Jika ditelusuri lebih jauh, penyakit ini ternyata berdekatan dengan rasa iri. Namun rasa iri yang satu ini tanpa upaya persaingan untuk menjadi lebih baik dari pada orang lain. Jika kita iri melihat orang lain sukses, dan kemudian berusaha untuk menjadi lebih sukses, itu masih mendingan, karena upaya untuk setidaknya menjadi lebih baik. Namun, orang-orang ini lebih senang dengan penderitaan orang lain ketimbang dengan keberhasilan mereka sendiri. Tidak apa-apa saya gagal, yang penting mereka juga gagal. Begitu kira-kira.
Maka ketika ada orang lain berusaha maju dengan ide-ide cemerlang, orang-orang lain begitu khawatir jika ide itu terwujud, tidak peduli betapa bermanfaatnya ide itu bagi semua orang. Maka ide itu perlu dihajar beramai-ramai, hinggal layu sebelum berkembang.

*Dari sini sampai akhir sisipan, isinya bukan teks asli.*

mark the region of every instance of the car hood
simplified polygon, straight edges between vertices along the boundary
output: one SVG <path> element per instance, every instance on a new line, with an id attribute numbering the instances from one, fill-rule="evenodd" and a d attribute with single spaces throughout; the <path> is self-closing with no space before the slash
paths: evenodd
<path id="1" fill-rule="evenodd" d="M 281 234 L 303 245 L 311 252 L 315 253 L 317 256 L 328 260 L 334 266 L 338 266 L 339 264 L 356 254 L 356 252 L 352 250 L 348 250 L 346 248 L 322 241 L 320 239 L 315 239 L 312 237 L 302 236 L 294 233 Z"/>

Nah, itu di Moldova, negara tidak bahagia. Kejadian saya soal sampah di paragraf pertama, bukankah setidak-tidaknya mirip dengan kasus di Moldova? Sampah saya bukan masalah saya, bukan urusan saya. Itu urusan tukang sampah.
Ataukah kasus yang saya alami hanyalah kasuistik. Saya kira tidak, dengan melihat betapa sampah bertebaran di mana-mana. Agaknya sebagian besar orang berpikir bahwa sampah mereka memang bukan masalah mereka.
Apakah masalah ini terkait dengan tingkat pendidikan dan drajat sosial ekonomi? Saya tidak yakin akan jawabannya. Tapi saya menemui beberapa kali di perjalanan, sampah menghambur keluar dari jendela mobil-mobil mewah. Menghambur begitu saja, tak peduli siapa yang akan menjadi sasarannya. Entah apa yang ada dalam pikiran orang-orang itu.
Tiba-tiba saya teringat nasihat bijak mendiang Stephen Covey, yang diringkas menjadi satu kata: Proaktif. Proaktif adalah habit pertama dalam The Seven Habits. Memulai dari diri sendiri. Memulai dari diri sendiri, walau efektifitasnya mungkin tidak langsung terlihat. Seperti dalam kasus sampah yang bertebaran, kami memulai dengan mengurus sampah kami sendiri. Ini tidak banyak artinya dibandingkan jumlah sampah yang bertebaran. Kami jelas tidak punya energi untuk mengurus sampah seluas itu. Tapi kami sudah menunaikan tanggung jawab kami.
Tentu saja saya melihat banyak anggota masyarakat yang sangat peduli pada kebersihan. Banyak gerakan Bank Sampah. Sekarang pun ada gerakan sekolah sehat nasional. Sehat tentu terkait dengan bersih (dan banyak aspek lain). Ya, masih banyak harapan bagi Indonesia.